Sentinel: Central Florida child homelessness has increased 79 percent since 2009
The Orlando Sentinel reported last week that Central Florida officials are warning “the number of homeless students in Orange, Osceola and Seminole counties has ballooned 79 percent since January 2009.”
Officials project that, by summer, more than 10,000 school-age children across the three counties will have been homeless at some point during the year, many of them for months on end.
The news came Friday amid a “call to action” by the Florida Department of Children and Families, which hopes to enlist Central Florida businesses, charities, churches and individuals to help homeless children and their parents.
According to a study released by The National Center on Family Homelessness last month, Florida has one of the worst rates of child homelessness in the country.
In a ranking of one (best) to 50 (worst), Florida ranks 42nd in the nation. About 84,000 children in Florida were homeless in 2010, according to a report (.pdf) from the group.
The study, “America’s Youngest Outcasts 2010″ (.pdf), also found that “more than 1.6 million children or one in 45 are homeless annually in America [which] represents an increase of 38 percent during the years impacted by the economic recession (2007 to 2010).” The study also pointed out that the state did not have a “state 10-year plan that includes children and families,” for combating homelessness in the state.

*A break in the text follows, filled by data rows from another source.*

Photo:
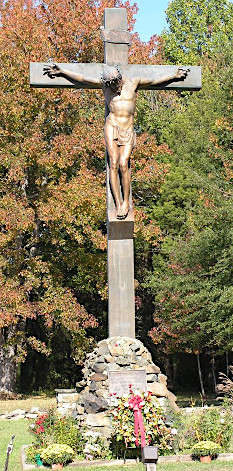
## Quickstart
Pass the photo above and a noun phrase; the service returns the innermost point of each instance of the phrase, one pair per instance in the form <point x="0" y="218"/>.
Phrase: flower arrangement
<point x="50" y="428"/>
<point x="153" y="429"/>
<point x="205" y="448"/>
<point x="57" y="453"/>
<point x="92" y="448"/>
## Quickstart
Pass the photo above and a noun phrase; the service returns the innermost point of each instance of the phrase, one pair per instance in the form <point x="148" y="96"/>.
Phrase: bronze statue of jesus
<point x="120" y="137"/>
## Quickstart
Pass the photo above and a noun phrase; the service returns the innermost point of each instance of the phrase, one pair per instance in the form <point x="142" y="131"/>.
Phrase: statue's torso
<point x="121" y="105"/>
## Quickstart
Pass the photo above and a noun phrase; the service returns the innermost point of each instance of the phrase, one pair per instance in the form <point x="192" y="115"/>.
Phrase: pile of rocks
<point x="114" y="354"/>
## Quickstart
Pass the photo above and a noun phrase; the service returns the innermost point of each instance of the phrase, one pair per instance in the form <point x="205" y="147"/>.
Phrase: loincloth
<point x="124" y="137"/>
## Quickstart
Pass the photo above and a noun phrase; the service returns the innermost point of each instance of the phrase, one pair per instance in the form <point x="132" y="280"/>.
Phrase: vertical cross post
<point x="121" y="303"/>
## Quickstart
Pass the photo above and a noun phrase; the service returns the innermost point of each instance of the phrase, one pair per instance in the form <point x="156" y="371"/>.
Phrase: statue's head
<point x="112" y="77"/>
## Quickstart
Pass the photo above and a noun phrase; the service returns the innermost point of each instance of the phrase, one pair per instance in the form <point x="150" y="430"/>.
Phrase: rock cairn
<point x="114" y="354"/>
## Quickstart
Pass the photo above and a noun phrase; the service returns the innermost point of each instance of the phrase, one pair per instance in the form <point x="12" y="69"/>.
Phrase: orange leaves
<point x="78" y="206"/>
<point x="13" y="303"/>
<point x="60" y="306"/>
<point x="15" y="217"/>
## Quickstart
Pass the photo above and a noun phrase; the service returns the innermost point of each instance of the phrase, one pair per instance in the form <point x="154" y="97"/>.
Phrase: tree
<point x="197" y="28"/>
<point x="191" y="278"/>
<point x="52" y="178"/>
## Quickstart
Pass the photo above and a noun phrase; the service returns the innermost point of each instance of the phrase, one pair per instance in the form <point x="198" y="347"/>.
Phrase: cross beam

The Sentinel reported that the state Department of Children and Families is trying a number of small things to help. According to the Sentinel, officials said they would “ease family homelessness without costing more tax dollars,” which includes a Facebook campaign.
Last year, Gov. Rick Scott vetoed $12 million from the state’s general revenue fund to the National Veterans’ Homeless Support Group for “homeless housing assistance grants.” This item was one of the many public assistance programs Scott axed.
According to the Sentinel, Department of Children and Families Secretary David Wilkins told the paper, “We’ll need all your help. To some degree, we’ll be making it up as we go along.”
The issue of child homelessness in the state was highlighted last November when 60 Minutes shed light on the issue and took a hard look at a county in Florida that reported 1,100 homeless students in its K-12 schools.
Responding to the broadcast, state legislators announced a bipartisan effort to combat Florida’s homelessness crisis. State Rep. Betty Reed, D-Tampa, and Sen. Ronda Storms, R-Valrico, announced that they “filed legislation for the 2012 Florida legislative session that seeks to raise awareness and funding to help combat homelessness.”